Hacker News new | ask | show | jobs
by calculito 755 days ago
I assume the question is rather which LLM can cover most of the tasks while delivering decent quality. I would prefer an architecture using different LLM for different tasks rather like 'specialists' instead of simple 'agents'. I used to take the main task and divide it in smaller tasks and see what can I use to solve the problem. Sometimes rule-based approaches can be already enough for a sub-task and LLM would be not only overkill but also more difficult to implement and maintain.
1 comments

so what is your answer to the question?
Depends of what you want to do!? Just for testing most of the 7B model are a good compromise between quality and performance (speak execution time)
Is there a way to reliably package these models with existing games and make them run locally? This would virtually make inference free right?

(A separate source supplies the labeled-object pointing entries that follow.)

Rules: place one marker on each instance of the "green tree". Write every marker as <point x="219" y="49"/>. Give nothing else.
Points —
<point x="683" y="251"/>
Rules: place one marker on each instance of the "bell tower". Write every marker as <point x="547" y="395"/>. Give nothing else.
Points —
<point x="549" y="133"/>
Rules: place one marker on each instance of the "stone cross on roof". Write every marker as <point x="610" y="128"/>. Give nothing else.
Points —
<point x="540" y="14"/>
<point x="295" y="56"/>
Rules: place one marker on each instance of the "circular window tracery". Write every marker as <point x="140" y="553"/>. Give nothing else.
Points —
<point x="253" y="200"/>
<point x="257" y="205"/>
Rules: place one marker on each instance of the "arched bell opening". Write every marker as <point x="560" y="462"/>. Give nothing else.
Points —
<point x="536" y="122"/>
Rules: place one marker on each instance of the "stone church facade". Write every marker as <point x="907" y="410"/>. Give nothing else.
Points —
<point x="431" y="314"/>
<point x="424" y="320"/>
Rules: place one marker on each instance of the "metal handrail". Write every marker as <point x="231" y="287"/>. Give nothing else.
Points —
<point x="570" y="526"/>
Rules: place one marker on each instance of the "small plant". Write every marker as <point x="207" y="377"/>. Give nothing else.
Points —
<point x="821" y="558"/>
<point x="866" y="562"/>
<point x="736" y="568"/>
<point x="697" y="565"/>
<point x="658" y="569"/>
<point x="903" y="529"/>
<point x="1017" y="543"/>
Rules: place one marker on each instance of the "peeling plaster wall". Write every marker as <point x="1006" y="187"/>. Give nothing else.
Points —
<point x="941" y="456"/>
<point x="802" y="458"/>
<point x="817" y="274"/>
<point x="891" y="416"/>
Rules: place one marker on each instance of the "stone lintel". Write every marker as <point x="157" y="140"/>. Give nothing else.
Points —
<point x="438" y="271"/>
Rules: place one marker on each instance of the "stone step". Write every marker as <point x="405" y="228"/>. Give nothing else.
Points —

What I think is, from my limited understanding about this field, if smaller models can run on consumer hardware reliably and speedily that would be a game changer.

> This would virtually make inference free right?

Not really. Inference is never "free" unless you cache the result (which is just a static output) or unless you reduce complexity (which yields procedurally less-usable outputs).

Can you explain further? Why would it not be free if it's running locally
I thought you meant "free" in terms of computational cost; running local is technically free of charge, but also requires a lot of processing power. Inferecing a properly-sized LLM will potentially starve the rest of your software from GPU/CPU/memory access, so you have to plan accordingly.